Bridesmaids, amiright?
RYAN: Oh, of course. Going to other bars! What a fantastic, properly thought out idea. I remember I did that after a wedding once in Cleveland. It worked out great, too. We got to the bar, ordered a drink, and then were told the bar was closing in 10 minutes. It’s understandable. I mean, it was close to 11 p.m. What kind of crazy bar stays open after 11? I think you’re missing the point on this whole wedding discussion. I’m not talking about your own wedding. Obviously no one wants a train wreck at their wedding, unless of course it’s an from unmanned train carrying moltern phenol, as told in the fabulous Denzel Washington movie Philadelphia. I’m talking about someone else’s wedding, where anything goes because I’m not the one paying for it. I want something memorable, something I can tell everyone for weeks, if not months, afterwards. Tales about timid groomsmen who do nothing for six hours don’t quite cut it. Their indifference to the whole wedding is, to be frank, offputing. But bridesmaids, oh, sweet, sweet bridesmaids. They care. They care to the point of ridiculousness. Groomsmen don’t give a shit, and it shows in everything from walking down the aisle to the garter toss. Half the time the garter lands on the floor because the groomsmen wouldn’t even bother lifting their arms up. But when that bouquet is tossed, those bridesmaids are boxing out like Dennis Rodman on the low post. And they only look slightly less ridiculous.

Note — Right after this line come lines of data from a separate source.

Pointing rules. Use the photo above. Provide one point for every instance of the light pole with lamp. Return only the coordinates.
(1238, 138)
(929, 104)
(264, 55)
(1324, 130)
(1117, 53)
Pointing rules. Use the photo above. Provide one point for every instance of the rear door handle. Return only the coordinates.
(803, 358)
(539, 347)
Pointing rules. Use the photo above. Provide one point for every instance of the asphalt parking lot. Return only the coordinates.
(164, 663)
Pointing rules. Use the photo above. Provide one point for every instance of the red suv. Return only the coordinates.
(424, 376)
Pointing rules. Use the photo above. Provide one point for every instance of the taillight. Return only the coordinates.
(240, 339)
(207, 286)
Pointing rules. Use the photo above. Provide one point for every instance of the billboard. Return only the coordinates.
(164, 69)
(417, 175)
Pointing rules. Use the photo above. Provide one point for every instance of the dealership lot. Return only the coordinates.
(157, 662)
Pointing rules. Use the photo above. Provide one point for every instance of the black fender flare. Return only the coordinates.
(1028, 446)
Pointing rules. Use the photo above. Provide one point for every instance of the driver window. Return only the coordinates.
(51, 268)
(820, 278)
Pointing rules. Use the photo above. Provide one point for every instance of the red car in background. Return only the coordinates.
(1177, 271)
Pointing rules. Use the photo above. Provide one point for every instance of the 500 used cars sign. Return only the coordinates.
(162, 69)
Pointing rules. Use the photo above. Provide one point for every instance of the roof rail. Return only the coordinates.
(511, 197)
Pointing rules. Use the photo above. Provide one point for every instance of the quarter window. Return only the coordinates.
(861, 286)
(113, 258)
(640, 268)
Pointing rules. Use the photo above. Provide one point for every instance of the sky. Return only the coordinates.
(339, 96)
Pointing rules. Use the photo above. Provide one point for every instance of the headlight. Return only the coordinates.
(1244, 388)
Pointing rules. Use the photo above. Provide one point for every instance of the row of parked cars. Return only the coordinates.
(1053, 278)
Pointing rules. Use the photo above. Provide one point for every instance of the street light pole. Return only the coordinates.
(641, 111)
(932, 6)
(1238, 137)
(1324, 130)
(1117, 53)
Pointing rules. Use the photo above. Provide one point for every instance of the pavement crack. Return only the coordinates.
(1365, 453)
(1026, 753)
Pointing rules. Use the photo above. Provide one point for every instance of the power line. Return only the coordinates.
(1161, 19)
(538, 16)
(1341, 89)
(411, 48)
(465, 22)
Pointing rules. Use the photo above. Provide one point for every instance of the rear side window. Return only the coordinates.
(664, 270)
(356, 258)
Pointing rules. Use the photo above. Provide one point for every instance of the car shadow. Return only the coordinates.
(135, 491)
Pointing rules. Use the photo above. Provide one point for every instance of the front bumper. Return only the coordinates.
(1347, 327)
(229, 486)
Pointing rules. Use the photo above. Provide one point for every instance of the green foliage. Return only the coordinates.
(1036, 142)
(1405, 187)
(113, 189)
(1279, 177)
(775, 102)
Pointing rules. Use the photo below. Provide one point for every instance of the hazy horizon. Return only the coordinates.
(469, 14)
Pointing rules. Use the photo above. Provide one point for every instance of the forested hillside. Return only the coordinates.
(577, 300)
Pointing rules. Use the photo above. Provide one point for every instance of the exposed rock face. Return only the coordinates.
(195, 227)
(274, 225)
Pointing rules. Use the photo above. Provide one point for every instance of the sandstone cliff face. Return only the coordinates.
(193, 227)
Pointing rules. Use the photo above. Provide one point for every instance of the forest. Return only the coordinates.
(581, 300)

SHAWN: Don’t bring real facts into this, asshole. My wedding in Cleveland and the fact that all bars there close at noon has no bearing on the fact that groomsmen like to keep the party going long after it’s supposed to have ended. They make people love coming to weddings, because there might actually be partying. You know what’s not partying? Watching a bunch of shrews manhandle each other for a bundle of flowers, or watching a father-daughter dance. God, just make out all ready and kill the tension! Either way, groomsmen know what people want, and probably should be consulted far more on wedding planning. Groomsmen are what make weddings memorable. How many times do people leave a wedding, raving about how that one bridesmaid “politely took her hair down at 10:30, only to take it right back up”? You also still never told us why you think bridesmaids care. Could it be the fact that they stand next to their best friend, seething uncontrollably, wishing death upon her closest family, hoping she meets a cute boy at the reception? And you know what? Even if the bridesmaid meets one, he’ll be too busy partying, even if he squeezes in a one-night stand. That’s what groomsmen do—nay, that’s who they do.